Caixas de supermercados
Criada em 1993, a Lei estadual 2.130 determinou que supermercados do Rio de Janeiro prestassem serviços de empacotamento e tivessem funcionários em cada “máquina registradora” para colocar compras nas sacolas.

Fellipe Sampaio/SCO/STF
Para Alexandre de Moraes, impedir leis esvazia papel dos Legislativos estaduais.
Fellipe Sampaio/SCO/STF

O relator, ministro Alexandre de Moraes, só foi contrário ao artigo 1º da lei, que criava a função de empacotador. Para ele, o dispositivo feria o artigo 22, inciso I, da Constituição, que prevê ser competência privativa da União legislar sobre Direito do Trabalho.

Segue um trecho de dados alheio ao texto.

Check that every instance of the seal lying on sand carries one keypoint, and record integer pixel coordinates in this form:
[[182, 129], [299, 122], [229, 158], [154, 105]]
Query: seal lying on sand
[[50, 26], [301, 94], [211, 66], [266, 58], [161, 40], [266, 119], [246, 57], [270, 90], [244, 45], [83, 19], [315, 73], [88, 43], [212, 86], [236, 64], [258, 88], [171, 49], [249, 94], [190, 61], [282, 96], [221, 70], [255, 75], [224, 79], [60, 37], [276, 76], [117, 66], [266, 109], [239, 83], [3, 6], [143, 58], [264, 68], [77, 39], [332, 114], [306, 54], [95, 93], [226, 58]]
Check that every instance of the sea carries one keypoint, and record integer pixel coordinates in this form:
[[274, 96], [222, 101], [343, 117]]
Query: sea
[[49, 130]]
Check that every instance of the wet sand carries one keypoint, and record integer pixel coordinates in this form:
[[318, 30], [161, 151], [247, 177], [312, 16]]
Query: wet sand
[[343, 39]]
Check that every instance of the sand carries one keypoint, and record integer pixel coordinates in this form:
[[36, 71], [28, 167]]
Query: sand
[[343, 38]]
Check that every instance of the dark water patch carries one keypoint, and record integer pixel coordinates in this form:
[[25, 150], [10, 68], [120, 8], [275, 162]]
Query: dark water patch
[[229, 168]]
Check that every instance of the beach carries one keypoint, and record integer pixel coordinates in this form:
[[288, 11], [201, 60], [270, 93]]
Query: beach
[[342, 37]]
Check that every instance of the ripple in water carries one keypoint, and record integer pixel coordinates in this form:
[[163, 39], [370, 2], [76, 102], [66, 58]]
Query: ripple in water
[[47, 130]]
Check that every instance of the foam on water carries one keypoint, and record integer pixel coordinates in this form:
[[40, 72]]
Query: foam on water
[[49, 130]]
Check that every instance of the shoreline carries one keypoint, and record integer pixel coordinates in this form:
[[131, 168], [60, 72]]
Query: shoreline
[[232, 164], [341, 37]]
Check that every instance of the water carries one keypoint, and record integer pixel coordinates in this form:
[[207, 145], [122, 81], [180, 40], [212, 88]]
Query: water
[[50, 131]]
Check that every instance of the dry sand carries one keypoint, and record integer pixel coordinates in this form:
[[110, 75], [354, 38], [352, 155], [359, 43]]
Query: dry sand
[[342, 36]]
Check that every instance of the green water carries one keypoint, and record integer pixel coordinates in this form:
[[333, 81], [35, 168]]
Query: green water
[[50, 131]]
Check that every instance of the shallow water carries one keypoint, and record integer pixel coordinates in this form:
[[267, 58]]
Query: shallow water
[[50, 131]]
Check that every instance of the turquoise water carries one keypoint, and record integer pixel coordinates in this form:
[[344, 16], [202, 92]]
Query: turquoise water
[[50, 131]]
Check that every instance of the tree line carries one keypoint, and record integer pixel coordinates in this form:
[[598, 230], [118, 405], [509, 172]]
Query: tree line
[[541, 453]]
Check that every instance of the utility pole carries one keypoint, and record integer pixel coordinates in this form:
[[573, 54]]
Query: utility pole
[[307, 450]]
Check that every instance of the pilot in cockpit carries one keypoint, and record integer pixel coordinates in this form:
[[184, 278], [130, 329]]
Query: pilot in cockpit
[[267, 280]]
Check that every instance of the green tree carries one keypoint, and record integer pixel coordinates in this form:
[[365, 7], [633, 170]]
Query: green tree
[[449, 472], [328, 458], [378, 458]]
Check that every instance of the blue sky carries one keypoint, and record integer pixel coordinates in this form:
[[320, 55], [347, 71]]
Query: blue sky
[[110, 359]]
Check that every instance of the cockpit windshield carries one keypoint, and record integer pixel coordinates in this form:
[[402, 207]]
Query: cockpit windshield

Em relação à obrigatoriedade do empacotador, porém, Moraes avaliou que se trata de um trabalho com finalidade de evitar filas, possibilitando ao consumidor ter um serviço melhor prestado. Segundo ele, os estados possuem competência concorrente à União para legislar sobre Direito do Consumidor, e a lei questionada não geraria custo a mais ao estabelecimento.

O relator foi novamente acompanhado pelos ministros Fachin e Lewandowski, mas venceu voto divergente de Roberto Barroso. Ele afirmou que o estado só deve interferir na economia pelos fundamentos constitucionais que legitimem essa intervenção.

Na prática, a lei dos empacotadores estava sem validade desde 1993, por meio de liminar. Já a norma dos estacionamentos estava oficialmente em vigor, embora nunca tenha funcionado. Com informações da Assessoria de Imprensa do STF.

 

ADIs 451 e 907

* Texto atualizado às 18h22 do dia 1º/8/2017.